Since a power supply voltage of 3 V is used, when mixed with an LSI used with a mainstream power supply voltage of 5 V, it cannot be used as it is because of the breakdown voltage of the MOS circuit.

Therefore, an LSI having a breakdown voltage equal to or lower than a reference voltage is used.
Therefore, a semiconductor integrated circuit in which measures are taken for the case of mixing in a circuit is required.

[0004]

2. Description of the Related Art Conventionally, the following measures have been taken in semiconductor integrated circuits in fields requiring high breakdown voltage. That is, in order to improve the breakdown voltage between the source and the drain together with the breakdown voltage of the gate oxide film, the gate oxide film T _ox
And the electric field E of the diffusion layer is lowered (E = V /
_Tox ), the diffusion layer is deepened, and the electric field E applied to the diffusion layer is reduced.
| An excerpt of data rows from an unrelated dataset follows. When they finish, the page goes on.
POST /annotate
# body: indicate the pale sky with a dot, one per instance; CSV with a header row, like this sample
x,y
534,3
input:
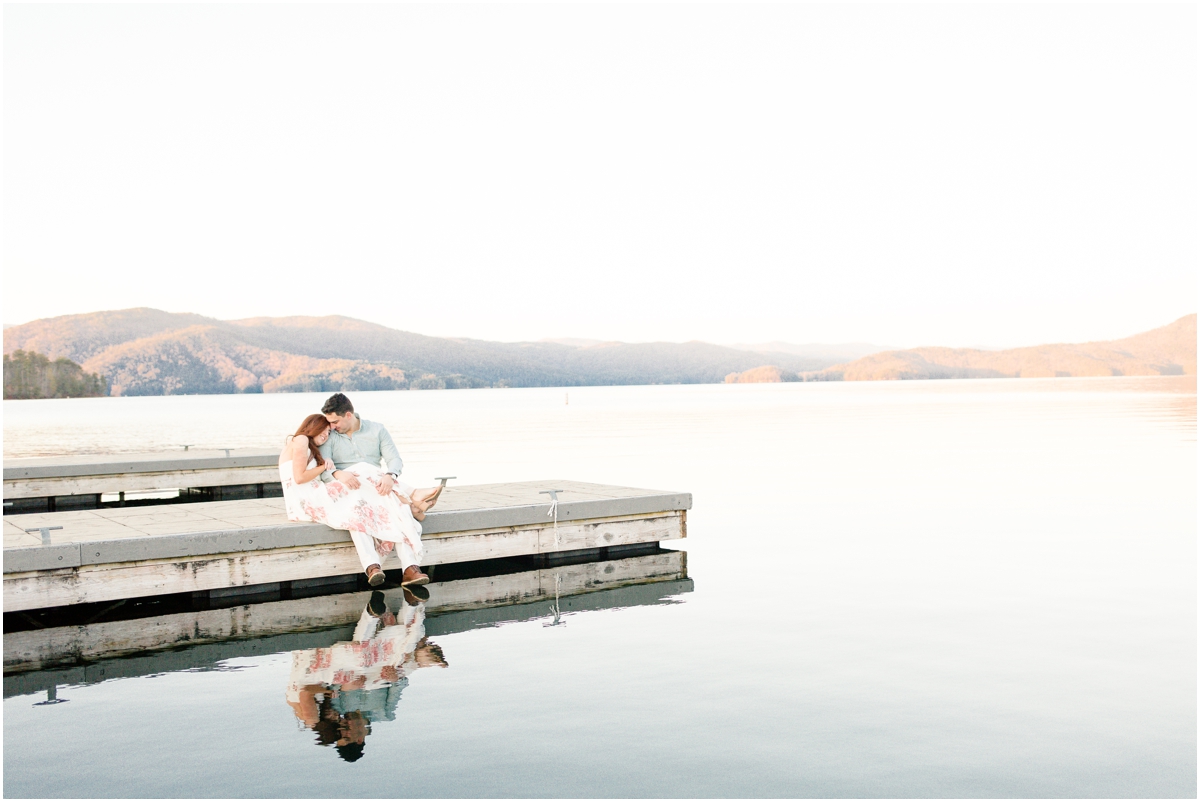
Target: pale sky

However, in order to improve the speed, the thickness of the gate oxide film of the MOS transistor to be used is made thinner than usual. In this case, only the oxide film in the portion to which a high voltage is applied is thickened. Technology is used. To explain this in detail, first, after forming an oxide film once,
The oxide film is formed twice by removing the necessary portion of the oxide film and oxidizing it again to form an oxide film thicker than usual.

[0006]

However, in such a conventional semiconductor integrated circuit, an oxide film is formed twice so that an oxide film thicker than usual is formed. There was a problem as described. That is, 1. Since the oxide film once applied is removed and oxidized again, contamination occurs in the oxide film applied first.

[0007] 2. Fine holes are formed during etching,
This causes a decrease in withstand voltage. 3. Since the manufacturing process becomes complicated, the manufacturing cost increases. Further, when the diffusion layer is made deeper, the diffusion layer also spreads in the lateral direction and the gate width is increased, so that the speed and the degree of integration are reduced, and there is a problem that high integration and high speed cannot be achieved. .

[0008] Accordingly, it is an object of the present invention to provide a semiconductor integrated circuit having a sufficient withstand voltage while reducing the thickness of a gate oxide film.

[0009]

According to the present invention, in order to achieve the above object, an external signal is input to an internal circuit through an input terminal.
In a semiconductor integrated circuit, the drain of a MOS transistor
And the input terminal of the MOS transistor.
A source connected to the internal circuit;
A CR time constant circuit is provided between the gate of
Has a configuration was.

[0010]

[0011]

[0012]

According to the present invention, even when a signal having a voltage level higher than the withstand voltage of the internal circuit is input to the input terminal by the MOS transistor provided between the input terminal and the internal circuit, the maximum voltage level of the MOS transistor is reduced. The predetermined voltage value applied to the gate of the transistor is suppressed.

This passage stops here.